Software - Round 394 | Details

Another month, another kajillion hours in front of the computer working on the software.

Fixes/changes this time:

-Multicore! The rp2040 has two cores, this now uses both. One is dedicated to sampling and per-sample calculations (calibration, filtering), the other handles low-speed IO, ranging, mode switching, and printing to the screen. Huge pain to keep variables synced between cores, but it works now.

-Stable sampling frequency. Previously this would one-shot ADC samples as needed, now the ADC samples at regular intervals and the pico reads them as they're available. This is really the big one, opens up a ton of new options. Did require going multi-core so the Serial & USB printing doesn't make us wait too long and miss one. With this I can now do...

-AC measurement! Finally got around to that. Needs a high, stable sample rate to get accurate readings. Supports true RMS, over a pretty significant number of readings. Little hack for this I was kind of proud of below as well.

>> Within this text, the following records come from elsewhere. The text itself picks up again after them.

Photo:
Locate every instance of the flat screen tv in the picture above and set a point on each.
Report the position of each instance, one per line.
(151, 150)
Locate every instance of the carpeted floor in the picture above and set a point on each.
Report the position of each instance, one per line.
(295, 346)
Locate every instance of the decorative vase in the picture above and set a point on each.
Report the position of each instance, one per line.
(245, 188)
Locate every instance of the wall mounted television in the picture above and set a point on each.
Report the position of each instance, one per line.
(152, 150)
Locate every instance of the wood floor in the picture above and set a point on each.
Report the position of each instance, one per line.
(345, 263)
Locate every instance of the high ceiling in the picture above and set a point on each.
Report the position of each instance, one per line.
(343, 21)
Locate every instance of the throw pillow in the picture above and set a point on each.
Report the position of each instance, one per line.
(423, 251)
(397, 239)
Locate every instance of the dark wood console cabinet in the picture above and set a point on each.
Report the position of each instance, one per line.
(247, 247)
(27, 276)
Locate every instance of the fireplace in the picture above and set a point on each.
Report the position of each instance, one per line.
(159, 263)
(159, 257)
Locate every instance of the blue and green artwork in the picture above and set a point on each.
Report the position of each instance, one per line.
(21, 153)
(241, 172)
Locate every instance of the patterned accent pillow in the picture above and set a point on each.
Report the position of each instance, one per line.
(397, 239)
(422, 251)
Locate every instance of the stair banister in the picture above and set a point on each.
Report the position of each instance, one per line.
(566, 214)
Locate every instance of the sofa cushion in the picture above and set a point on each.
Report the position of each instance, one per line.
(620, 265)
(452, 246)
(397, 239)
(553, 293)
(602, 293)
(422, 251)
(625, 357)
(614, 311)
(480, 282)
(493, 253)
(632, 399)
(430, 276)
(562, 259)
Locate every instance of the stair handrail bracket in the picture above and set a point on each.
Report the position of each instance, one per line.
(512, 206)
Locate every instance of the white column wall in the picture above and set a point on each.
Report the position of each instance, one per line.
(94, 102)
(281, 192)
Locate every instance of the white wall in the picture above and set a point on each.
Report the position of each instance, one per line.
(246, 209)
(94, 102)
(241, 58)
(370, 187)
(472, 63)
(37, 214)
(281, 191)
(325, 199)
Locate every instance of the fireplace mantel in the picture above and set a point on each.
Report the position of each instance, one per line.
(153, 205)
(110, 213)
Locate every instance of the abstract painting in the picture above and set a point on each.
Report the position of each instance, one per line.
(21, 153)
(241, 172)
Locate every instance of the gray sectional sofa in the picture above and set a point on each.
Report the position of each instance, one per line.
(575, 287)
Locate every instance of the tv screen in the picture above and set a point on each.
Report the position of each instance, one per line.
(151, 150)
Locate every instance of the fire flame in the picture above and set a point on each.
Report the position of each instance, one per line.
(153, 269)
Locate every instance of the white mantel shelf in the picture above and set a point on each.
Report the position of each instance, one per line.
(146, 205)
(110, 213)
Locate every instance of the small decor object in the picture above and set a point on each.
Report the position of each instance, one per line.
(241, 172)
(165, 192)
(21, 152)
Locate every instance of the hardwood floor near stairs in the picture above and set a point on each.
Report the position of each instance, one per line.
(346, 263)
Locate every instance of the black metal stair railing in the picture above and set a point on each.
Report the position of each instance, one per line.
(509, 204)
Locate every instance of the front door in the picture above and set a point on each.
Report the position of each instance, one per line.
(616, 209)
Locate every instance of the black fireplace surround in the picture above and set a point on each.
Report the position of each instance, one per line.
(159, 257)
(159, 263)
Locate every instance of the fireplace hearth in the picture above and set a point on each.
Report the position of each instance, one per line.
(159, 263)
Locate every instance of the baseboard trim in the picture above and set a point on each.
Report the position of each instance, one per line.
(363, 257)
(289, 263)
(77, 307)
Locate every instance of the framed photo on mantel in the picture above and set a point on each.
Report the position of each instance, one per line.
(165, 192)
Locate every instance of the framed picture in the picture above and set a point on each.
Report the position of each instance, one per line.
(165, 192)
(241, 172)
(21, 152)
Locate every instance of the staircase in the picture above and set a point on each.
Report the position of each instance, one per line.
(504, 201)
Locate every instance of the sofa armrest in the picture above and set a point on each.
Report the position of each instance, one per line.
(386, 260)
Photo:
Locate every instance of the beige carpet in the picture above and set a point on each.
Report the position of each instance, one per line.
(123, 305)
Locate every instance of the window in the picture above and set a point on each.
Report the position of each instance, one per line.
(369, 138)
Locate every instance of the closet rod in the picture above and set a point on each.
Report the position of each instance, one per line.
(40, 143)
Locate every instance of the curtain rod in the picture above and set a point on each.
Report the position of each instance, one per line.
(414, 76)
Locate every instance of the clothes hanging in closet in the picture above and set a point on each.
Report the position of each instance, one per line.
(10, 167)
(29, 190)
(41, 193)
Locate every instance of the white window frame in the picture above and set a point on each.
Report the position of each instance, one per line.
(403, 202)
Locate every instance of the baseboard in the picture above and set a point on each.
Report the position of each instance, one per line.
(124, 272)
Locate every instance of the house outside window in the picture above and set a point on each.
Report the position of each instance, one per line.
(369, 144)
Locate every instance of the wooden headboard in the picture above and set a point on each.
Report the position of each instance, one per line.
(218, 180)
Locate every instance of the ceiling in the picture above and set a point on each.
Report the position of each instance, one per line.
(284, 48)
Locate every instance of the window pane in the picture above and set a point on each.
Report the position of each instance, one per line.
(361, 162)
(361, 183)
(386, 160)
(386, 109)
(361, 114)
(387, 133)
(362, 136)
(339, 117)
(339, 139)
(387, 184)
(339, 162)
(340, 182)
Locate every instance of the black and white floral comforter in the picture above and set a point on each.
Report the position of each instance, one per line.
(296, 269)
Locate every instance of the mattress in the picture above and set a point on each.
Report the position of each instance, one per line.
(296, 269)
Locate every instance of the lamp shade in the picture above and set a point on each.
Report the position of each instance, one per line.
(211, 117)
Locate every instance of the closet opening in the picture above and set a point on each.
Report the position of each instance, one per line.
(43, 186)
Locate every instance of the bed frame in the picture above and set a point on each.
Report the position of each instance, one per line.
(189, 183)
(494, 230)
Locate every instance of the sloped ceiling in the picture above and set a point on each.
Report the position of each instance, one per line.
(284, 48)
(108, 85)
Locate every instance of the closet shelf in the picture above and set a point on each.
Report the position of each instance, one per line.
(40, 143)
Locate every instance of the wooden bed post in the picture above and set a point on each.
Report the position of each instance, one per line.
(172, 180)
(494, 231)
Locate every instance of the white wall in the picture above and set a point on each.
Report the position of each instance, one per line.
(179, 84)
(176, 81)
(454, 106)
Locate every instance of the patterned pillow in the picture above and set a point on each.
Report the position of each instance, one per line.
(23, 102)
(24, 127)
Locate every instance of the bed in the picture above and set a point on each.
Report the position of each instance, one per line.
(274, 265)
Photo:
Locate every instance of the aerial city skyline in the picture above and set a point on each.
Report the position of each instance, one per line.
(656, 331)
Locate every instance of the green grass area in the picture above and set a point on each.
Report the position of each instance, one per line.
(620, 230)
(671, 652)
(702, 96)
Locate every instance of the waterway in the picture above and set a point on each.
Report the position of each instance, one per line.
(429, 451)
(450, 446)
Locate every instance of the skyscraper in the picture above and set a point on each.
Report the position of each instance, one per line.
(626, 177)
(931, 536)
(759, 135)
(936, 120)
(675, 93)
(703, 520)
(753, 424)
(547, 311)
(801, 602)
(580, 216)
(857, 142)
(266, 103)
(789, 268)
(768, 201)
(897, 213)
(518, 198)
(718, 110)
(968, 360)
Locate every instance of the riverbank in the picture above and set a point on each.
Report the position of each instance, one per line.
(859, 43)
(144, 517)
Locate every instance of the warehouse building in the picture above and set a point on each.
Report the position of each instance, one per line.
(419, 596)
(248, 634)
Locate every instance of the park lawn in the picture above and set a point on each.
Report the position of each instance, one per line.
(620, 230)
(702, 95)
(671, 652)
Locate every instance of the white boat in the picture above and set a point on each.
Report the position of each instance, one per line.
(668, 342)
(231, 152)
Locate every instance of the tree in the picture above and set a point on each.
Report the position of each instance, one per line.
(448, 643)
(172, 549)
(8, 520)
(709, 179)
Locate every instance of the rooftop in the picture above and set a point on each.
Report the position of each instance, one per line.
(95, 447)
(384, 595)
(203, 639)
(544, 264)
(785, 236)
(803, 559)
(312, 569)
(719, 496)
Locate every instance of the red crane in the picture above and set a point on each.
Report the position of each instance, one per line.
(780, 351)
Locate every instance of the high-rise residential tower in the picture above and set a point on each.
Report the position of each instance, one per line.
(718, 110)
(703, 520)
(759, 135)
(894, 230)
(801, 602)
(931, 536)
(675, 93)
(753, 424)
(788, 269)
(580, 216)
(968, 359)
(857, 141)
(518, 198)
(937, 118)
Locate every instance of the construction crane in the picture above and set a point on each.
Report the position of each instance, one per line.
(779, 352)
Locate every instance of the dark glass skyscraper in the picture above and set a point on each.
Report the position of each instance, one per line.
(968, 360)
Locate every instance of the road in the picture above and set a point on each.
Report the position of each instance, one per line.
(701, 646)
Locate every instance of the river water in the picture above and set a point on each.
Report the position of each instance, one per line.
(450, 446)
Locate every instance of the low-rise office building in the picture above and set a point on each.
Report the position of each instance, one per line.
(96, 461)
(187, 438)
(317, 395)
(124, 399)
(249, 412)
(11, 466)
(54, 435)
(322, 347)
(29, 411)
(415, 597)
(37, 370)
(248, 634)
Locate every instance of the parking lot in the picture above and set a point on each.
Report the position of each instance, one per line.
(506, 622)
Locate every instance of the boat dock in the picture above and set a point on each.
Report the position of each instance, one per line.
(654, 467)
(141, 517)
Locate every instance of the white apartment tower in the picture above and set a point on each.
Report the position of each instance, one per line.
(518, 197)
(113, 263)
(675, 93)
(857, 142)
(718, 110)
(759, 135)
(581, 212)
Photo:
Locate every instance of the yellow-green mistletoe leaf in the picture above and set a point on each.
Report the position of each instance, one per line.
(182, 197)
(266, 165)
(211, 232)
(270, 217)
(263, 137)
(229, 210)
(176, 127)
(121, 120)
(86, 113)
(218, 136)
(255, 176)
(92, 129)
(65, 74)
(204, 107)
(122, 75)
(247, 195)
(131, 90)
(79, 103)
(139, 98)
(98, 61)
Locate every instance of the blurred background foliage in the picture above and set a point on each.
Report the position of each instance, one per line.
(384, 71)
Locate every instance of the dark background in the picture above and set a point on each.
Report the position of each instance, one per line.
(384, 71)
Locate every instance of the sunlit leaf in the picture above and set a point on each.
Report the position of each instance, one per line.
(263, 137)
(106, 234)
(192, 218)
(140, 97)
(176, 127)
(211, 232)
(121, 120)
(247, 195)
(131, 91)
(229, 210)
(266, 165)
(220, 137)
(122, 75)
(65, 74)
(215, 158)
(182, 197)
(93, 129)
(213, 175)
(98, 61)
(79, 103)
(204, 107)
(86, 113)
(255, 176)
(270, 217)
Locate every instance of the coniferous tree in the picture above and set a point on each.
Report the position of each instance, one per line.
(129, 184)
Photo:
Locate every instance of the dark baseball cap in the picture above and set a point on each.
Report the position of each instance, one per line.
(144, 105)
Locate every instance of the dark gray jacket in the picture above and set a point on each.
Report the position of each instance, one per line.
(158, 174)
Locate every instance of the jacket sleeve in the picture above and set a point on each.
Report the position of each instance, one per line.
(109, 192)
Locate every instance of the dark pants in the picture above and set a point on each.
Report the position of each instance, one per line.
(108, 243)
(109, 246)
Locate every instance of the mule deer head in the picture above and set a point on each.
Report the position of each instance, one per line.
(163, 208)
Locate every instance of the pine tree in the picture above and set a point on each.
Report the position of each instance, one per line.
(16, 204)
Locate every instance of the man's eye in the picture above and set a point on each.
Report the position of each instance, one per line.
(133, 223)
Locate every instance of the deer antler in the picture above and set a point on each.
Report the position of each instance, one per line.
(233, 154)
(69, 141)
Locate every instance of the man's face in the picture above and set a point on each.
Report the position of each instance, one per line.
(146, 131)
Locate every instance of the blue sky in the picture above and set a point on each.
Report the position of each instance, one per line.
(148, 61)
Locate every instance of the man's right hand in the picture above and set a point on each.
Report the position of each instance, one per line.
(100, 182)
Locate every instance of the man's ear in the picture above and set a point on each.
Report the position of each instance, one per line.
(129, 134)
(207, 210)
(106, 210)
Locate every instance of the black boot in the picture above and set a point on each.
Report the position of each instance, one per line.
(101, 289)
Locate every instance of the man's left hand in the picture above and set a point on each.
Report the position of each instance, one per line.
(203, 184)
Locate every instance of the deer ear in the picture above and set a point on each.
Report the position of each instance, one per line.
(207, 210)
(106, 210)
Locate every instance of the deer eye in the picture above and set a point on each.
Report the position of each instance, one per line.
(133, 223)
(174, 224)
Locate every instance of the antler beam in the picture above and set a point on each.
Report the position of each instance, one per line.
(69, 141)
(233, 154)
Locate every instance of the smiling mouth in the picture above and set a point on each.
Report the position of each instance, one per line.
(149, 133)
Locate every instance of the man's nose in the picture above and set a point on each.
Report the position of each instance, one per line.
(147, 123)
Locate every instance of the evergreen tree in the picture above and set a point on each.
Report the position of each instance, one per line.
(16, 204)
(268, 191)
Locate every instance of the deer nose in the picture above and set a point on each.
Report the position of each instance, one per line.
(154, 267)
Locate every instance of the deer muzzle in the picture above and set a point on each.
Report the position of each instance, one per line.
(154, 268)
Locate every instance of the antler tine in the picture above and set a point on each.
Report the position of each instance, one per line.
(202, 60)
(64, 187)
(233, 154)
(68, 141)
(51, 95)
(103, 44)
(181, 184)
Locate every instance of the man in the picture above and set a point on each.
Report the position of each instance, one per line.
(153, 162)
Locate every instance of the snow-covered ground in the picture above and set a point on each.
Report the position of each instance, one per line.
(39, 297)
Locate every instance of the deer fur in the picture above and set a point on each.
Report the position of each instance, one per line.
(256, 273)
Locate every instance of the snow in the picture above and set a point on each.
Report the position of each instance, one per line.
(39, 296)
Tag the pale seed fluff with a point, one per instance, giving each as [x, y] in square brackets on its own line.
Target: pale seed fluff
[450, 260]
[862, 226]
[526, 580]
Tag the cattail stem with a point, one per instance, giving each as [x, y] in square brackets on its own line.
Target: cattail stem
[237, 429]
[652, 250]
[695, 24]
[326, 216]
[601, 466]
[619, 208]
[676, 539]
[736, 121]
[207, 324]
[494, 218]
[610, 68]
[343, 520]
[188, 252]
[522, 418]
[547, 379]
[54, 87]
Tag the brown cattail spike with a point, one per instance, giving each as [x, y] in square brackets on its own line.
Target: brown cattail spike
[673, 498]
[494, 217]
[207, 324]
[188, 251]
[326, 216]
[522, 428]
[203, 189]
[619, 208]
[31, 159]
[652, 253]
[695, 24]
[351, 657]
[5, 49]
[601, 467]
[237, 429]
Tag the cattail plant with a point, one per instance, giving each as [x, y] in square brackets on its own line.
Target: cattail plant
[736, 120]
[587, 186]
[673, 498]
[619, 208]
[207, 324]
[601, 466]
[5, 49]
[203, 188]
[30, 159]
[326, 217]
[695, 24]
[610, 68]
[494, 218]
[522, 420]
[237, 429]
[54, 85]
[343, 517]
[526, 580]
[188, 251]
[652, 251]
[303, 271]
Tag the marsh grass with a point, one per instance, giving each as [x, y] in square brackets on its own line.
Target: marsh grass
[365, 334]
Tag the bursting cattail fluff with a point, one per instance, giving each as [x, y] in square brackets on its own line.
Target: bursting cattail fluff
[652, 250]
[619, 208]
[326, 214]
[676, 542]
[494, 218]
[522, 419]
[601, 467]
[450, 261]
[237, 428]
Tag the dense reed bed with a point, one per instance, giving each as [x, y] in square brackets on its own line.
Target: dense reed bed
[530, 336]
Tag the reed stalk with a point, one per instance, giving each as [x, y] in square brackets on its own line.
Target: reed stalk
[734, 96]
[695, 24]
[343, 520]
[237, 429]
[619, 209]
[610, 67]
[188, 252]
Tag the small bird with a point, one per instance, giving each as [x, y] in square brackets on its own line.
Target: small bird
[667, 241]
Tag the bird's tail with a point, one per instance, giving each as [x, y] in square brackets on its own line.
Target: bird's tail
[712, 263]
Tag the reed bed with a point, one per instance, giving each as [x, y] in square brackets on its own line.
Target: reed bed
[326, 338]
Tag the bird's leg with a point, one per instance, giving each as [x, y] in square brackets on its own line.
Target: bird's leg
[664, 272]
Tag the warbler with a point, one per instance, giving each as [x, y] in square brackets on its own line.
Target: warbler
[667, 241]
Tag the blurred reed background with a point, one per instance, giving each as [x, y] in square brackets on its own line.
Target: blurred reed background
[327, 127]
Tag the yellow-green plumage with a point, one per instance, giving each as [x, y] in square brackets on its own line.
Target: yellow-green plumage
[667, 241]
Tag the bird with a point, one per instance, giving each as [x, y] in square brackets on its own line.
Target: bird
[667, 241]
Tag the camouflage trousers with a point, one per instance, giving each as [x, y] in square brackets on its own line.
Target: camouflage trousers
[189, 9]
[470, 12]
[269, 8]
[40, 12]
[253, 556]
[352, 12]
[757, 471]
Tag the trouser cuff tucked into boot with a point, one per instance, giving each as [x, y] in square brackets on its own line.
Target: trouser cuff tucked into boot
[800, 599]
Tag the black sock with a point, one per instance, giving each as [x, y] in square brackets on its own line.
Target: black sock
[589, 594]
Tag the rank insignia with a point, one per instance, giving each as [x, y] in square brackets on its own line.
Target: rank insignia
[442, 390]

-Also, filtering! IIR filters for 60hz and harmonics are added in and work. I do want some more refinement on switching them in and out and maybe even adjusting strength, Q, etc, but for now I can notch 60Hz, which is the main thing.

Might not sound like a ton, but this required redoing pretty much everything that hadn't already been redone last month. It's more of a lasagna-with-one-layer-of-spaghetti of code now. Still need to clean up the file structure a bit though.

Few specifics:

1) This ADC I'm using does not have a very stable oscillator, spec is only "somewhere between 3 and 6.6MHz". This sets the sample frequency, so I'm now using one of the Pico's GPIO (driven of course by a PIO) as the reference clock. First time I've written anything for PIO! Very exciting, very cool peripherals. I did plan ahead for this, though more for synchronizing it with something else if that became necessary/interesting, I hadn't noticed that spec. This is really useful though, because now I can set the clock to anything, on the fly. This lets us change up sampling for high speed, short sampling instant, accuracy, low noise, etc.

2) The way I'm doing RMS conversion is nontrivial. It didn't really seem like there's a good way to do an RMS sliding average that works down to 10's of hz without being dreadfully sluggish, so I went with a full sliding window. Problem is, I've got to sample at ~1KHz or more, and want to integrate for ~1 second so low-frequency waveforms are reasonably accurate, even if I'm not at an exact multiple of the fundamental. Problem now is, storing and re-adding up 1000+ floating point numbers is going to take a decent chunk of space and time on the pico, probably could but there's a better way.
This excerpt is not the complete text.